Mayor pedaling in the desert for juvenile diabetes




BY JIM KNIPPENBERG
The Cincinnati Enquirer

        Don't know, but this might be a good time to go fight city hall. Seems the mayor is headed for the hills.

        To wit: Mayor Roxanne Qualls,a hard-core bike rider, heads to Death Valley next week for the Death Valley Century Ride, a 100-mile trek that starts in Badwater, Death Valley, and climbs 1,617 feet to Jubilee Pass.

        It's a fund-raiser where bikers line up $3,000 in pledges for Juvenile Diabetes Foundation in exchange for airfare and the right to sweat out temperatures as high as 100`.

        Qualls is one of 46 locals headed to the hot California spot. Mary Brown, widow of Bengals founder Paul Brown, is headed out. So is Pete Chronis, CEO of Reece Campbell Construction and a 5-member P&G team.

        “Aside from wind in your face, the hardest thing is the bicycle seat,” Qualls says. “It's a deceptive ride, because you look out and it looks undulating, not steep. Then you start to climb and, well, it's steep.

        “I did this last year and spent time talking to Mary (Brown). Amazing. I had to work to keep up with her.”

        This after Qualls' “couple 25-mile a week rides in Goshen, Lebanon, sometimes Lunken.”

        The ride is about five hours and there's no word on how much money Cincinnatians have raised this year ($135,000 was last year's total). Qualls is “around $5,000. I need a final tally.”

        NAME GAME: This much we know: The Contemporary Arts Center is offering donors naming rights on the galleries of its new $30.3 million home when it opens in spring 2001. This much we don't know: Who the heck gets to name what?

        Turns out lots of people have given money, but the naming process hasn't begun.

        First, says CAC director Charles Desmaris, the design is still being tweaked by architect Zaha Hadid — walls moving, interior spaces re-defined — and that holds up naming.

        Second, he says, a lot of the donors give money out of love of the arts and don't care where their name is plastered.

        “Couples like Stan and Mickey Kaplan. They made a donation but they're in no rush to claim space. They're the type to take what's left after other choose.”

        Donors Alice and Harris Weston kicked in $2.2 million but have claimed nothing. Otto Budig, kicked in $1 million and hasn't claimed a space, though word at the CAC is the atrium will be named for him.

        The building, meanwhile, carries Dick and Lois Rosenthal's name after their $5 million donation.

        Thinking of kicking in? It's $250,000 for a small gallery, up to $2.5 million for a large one.

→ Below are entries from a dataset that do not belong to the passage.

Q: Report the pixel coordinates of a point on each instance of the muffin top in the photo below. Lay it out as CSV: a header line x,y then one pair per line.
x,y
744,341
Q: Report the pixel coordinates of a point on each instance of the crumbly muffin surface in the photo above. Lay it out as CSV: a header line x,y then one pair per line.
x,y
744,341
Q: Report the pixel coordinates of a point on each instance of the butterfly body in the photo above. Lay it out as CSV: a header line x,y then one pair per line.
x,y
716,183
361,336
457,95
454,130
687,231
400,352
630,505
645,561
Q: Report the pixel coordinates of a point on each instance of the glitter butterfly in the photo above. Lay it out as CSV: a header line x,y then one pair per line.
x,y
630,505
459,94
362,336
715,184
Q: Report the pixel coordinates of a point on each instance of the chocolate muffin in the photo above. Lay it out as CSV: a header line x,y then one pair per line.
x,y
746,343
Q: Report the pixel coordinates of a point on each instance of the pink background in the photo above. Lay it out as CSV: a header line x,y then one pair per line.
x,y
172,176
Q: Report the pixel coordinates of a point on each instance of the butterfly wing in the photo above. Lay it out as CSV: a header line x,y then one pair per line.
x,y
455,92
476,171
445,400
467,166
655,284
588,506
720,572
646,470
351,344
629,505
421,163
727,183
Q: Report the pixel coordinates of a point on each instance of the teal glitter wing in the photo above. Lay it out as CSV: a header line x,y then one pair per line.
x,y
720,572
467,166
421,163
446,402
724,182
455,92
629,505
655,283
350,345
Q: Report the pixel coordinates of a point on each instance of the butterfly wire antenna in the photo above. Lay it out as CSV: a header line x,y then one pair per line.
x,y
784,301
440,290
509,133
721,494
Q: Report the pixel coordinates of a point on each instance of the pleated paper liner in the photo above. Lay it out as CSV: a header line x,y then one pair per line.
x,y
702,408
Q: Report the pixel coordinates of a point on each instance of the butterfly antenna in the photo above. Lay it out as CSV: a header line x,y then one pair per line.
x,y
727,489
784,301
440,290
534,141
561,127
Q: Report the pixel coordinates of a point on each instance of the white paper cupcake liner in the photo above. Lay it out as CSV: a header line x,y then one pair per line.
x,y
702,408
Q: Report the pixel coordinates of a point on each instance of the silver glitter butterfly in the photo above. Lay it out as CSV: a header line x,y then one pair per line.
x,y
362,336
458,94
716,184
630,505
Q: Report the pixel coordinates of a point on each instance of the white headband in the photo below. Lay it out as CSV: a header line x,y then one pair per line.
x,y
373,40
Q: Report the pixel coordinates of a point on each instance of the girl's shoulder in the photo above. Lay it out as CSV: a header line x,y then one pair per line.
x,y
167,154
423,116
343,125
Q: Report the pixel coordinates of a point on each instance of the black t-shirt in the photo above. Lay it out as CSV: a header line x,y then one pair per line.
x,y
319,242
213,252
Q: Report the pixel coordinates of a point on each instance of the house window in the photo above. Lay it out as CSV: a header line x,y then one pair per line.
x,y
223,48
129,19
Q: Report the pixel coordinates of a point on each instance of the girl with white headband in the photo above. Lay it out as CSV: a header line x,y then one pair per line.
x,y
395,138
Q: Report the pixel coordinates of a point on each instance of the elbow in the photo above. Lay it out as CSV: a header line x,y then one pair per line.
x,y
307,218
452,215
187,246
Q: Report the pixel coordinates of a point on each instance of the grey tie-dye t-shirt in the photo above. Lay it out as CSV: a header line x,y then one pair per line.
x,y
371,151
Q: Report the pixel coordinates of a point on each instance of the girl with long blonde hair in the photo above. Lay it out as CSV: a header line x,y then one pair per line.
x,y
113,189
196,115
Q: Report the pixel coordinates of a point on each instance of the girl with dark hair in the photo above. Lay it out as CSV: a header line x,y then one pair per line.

        Once it's built, that is. “I'm hoping construction can begin in spring, but you can't be sure,” Desmaris says.

        GOOD LUCK: How about a round of applause?

        Clap it for Michelle Johnson, 31, of Maysville, Ky. She gets to party with Cindy Crawford.

        To wit: FosterGrant celebrates its 70th birthday with a party at Los Angeles' Skybar in the Mondrian hotel. It will be mostly with VIPs (Crawford, ad execs, agents) but FosterGrant held back a spot for a sweepstakes winner. Johnson.

        More than 200,000 entered the drawing. The party is Nov. 4.